Additionally, even though the CARES Act doubles the total amount unemployed workers are allowed to borrow from a 401(k), those who were self-employed are not eligible. While these workers can apply for loan assistance through the Paycheck Protection Program (PPP), the benefits allocated for them are relatively scarce, says Kevin Boyles, vice president and business development director at Millennium Trust.

“There isn’t a lot when you’re a gig worker,” he continues. “You don’t have conventional health benefits and the like, adding to the challenge.”

Too Late to Prepare

Allocating savings for emergencies and retirement is already tough for some workers under the self-employed umbrella. Boyles splits these nontraditional workers into two groups: Freelancers, who tend to work according to fairly regular schedules in architecture, design, journalism, etc., and what he describes as “classic gig workers.” Workers in this second category include Uber and Lyft drivers, independent retail business owners and specialized contractors.

“There have always been decent retirement and savings plans for freelancers—who are generally on the higher-income end of the spectrum,” he adds. “The classic gig workers don’t have much support or information available, so they probably weren’t doing a great job at saving for retirement before this all happened.”

According to a Commonwealth study focusing on financial security and emergency savings among Etsy workers, 30% of the retail brand’s sellers reported having no savings for emergencies.

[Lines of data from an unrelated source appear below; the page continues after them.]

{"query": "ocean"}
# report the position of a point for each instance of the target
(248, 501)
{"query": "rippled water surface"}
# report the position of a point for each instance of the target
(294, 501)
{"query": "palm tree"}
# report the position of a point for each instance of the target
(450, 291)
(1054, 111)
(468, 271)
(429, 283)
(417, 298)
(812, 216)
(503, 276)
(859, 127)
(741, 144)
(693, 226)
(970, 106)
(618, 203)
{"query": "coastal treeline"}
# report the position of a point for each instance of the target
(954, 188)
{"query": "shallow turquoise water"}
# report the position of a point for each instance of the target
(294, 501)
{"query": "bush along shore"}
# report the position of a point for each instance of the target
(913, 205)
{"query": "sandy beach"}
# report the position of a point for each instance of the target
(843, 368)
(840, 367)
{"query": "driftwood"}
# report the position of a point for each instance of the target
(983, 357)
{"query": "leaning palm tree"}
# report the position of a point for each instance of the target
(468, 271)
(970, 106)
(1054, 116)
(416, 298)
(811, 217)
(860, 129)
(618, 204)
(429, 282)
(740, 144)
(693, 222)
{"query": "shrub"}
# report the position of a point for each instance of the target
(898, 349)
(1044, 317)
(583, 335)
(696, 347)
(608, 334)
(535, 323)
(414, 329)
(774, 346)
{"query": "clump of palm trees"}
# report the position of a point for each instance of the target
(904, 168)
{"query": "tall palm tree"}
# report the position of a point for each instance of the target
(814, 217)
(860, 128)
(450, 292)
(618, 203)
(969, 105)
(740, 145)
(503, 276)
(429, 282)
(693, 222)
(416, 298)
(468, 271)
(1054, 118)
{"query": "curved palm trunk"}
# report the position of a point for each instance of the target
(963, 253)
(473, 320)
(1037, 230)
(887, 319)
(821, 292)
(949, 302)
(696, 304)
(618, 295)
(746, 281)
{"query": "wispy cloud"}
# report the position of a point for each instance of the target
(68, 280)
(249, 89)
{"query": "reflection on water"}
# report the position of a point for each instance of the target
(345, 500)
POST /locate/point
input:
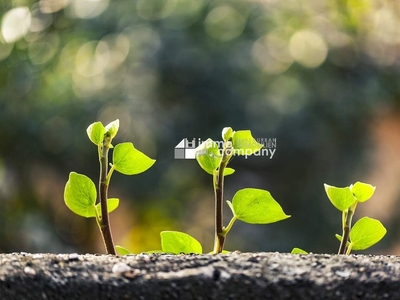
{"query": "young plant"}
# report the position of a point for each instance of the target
(249, 205)
(80, 193)
(366, 232)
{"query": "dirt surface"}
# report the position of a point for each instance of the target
(231, 276)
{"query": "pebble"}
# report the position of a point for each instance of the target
(73, 256)
(29, 271)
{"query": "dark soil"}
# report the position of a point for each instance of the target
(231, 276)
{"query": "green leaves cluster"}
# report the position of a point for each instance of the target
(366, 232)
(80, 194)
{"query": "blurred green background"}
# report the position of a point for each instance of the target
(322, 77)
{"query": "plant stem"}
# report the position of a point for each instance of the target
(103, 195)
(218, 179)
(346, 220)
(226, 229)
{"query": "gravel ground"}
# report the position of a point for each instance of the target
(232, 276)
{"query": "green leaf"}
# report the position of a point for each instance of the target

The leading financial concern for Etsy sellers was debt, followed by emergency savings.

“If these workers don’t have those short-term needs addressed, it’s very hard to prepare for the long-term and retirement,” says Brian Gilmore, a director at Commonwealth.

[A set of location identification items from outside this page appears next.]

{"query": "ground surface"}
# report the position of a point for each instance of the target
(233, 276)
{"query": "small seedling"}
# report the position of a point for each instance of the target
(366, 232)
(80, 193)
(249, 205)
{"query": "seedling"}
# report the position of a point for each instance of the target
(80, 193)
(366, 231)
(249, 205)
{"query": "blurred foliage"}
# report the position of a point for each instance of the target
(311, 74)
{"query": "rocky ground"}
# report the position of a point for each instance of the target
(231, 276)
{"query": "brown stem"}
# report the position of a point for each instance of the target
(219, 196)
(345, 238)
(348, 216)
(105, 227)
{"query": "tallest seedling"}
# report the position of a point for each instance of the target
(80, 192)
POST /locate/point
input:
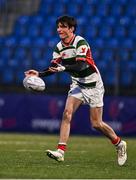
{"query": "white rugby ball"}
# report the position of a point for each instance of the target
(34, 83)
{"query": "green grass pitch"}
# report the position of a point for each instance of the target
(23, 156)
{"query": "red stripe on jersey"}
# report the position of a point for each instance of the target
(56, 61)
(90, 60)
(81, 59)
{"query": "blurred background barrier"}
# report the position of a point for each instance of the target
(42, 114)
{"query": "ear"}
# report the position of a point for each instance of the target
(72, 29)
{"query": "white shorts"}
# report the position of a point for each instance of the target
(93, 96)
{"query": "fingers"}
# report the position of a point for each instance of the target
(31, 73)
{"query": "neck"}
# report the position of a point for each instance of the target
(68, 40)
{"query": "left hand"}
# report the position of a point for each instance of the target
(59, 68)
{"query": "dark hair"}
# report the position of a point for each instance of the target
(69, 20)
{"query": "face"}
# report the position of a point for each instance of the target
(64, 31)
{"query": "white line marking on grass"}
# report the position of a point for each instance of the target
(29, 150)
(21, 142)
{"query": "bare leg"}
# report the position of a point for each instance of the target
(97, 123)
(72, 104)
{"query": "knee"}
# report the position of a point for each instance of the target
(97, 125)
(67, 115)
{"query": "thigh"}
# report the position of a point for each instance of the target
(96, 114)
(72, 103)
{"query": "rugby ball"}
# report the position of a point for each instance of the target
(34, 83)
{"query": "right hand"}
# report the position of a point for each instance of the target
(31, 72)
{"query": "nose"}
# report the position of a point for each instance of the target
(58, 29)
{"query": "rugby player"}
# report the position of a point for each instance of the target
(73, 55)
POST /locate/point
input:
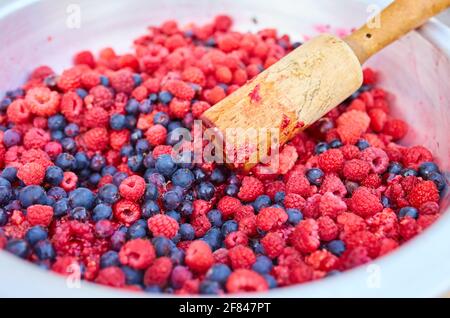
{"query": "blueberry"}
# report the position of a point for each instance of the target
(205, 191)
(209, 288)
(9, 173)
(66, 161)
(54, 175)
(335, 143)
(132, 276)
(183, 178)
(408, 211)
(426, 168)
(315, 176)
(18, 247)
(165, 97)
(218, 273)
(263, 265)
(187, 232)
(79, 213)
(11, 138)
(294, 216)
(102, 212)
(109, 193)
(149, 209)
(171, 200)
(321, 147)
(72, 130)
(394, 168)
(261, 202)
(229, 226)
(336, 247)
(31, 195)
(82, 197)
(35, 234)
(109, 259)
(44, 250)
(362, 144)
(409, 172)
(56, 122)
(61, 207)
(163, 246)
(165, 165)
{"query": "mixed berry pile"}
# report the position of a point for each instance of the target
(88, 180)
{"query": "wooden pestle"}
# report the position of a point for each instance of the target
(308, 82)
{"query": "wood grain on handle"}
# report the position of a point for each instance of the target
(400, 17)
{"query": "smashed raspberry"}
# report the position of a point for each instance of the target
(163, 225)
(138, 254)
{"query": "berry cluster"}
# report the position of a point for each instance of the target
(88, 181)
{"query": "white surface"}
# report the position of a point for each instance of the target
(413, 69)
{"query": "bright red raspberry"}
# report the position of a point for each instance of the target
(40, 214)
(111, 276)
(159, 272)
(127, 211)
(41, 101)
(156, 135)
(356, 170)
(423, 192)
(199, 257)
(305, 237)
(163, 225)
(251, 188)
(228, 206)
(122, 81)
(132, 188)
(241, 257)
(137, 253)
(273, 244)
(271, 218)
(244, 280)
(364, 203)
(331, 160)
(31, 173)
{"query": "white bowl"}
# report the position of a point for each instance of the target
(415, 69)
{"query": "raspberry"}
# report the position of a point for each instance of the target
(31, 173)
(41, 101)
(137, 253)
(199, 257)
(18, 112)
(305, 237)
(122, 81)
(241, 257)
(351, 125)
(331, 160)
(96, 139)
(111, 276)
(127, 211)
(179, 108)
(163, 225)
(364, 203)
(425, 191)
(271, 218)
(297, 183)
(156, 135)
(396, 128)
(356, 170)
(228, 206)
(158, 273)
(244, 280)
(132, 188)
(40, 215)
(251, 188)
(273, 244)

The reality is that for many 1099 workers, focusing on retirement isn’t a priority during these times, Boyles agrees. For those recently out of work, who have had their hours reduced or are seeing their businesses take a large hit, adding an emphasis toward retirement savings can be insensitive or unnecessary.

“Right now, that’s a rather tough road,” Boyles says. “It’s almost tone deaf.”

Instead, employers, financial advisers and policymakers can consider means to better support these workers after the crisis. On a policymaker level, Boyles expects to see states following the likes of California, which has started to implement workplace rights, benefits and safety nets for gig workers. Last year, California legislators approved a bill mandating ride-sharing companies, as well as other contracting firms, to treat nontraditional workers as employees, extending workplace benefits to these independent contractors.

A Better Future?

For financial advisers, understanding how the crisis has affected 1099 workers in particular is essential. Because they have less control over when they can earn, this group faces greater income volatility, Gilmore says. Pushing savings tools, such as high-yield savings accounts, allocates money toward a liquid account while yielding higher returns than a typical checking account.

Gilmore says Commonwealth is exploring whether sidecar savings accounts can be considered tax advantaged. “Employees are allowed to contribute to retirement savings tax-exempt or deferred, but there’s nothing like that for emergency savings,” he points out. “Is there a way for employers to offer an emergency account that’s tax advantaged?”

Boyles emphasizes the need for advisers to work with these people—since most nontraditional workers will now be highly determined to save for emergencies as well.

“There’s going to be a heightened sense of awareness among that segment of the workforce around the need to not just save for retirement, but also for a rainy day,” he says.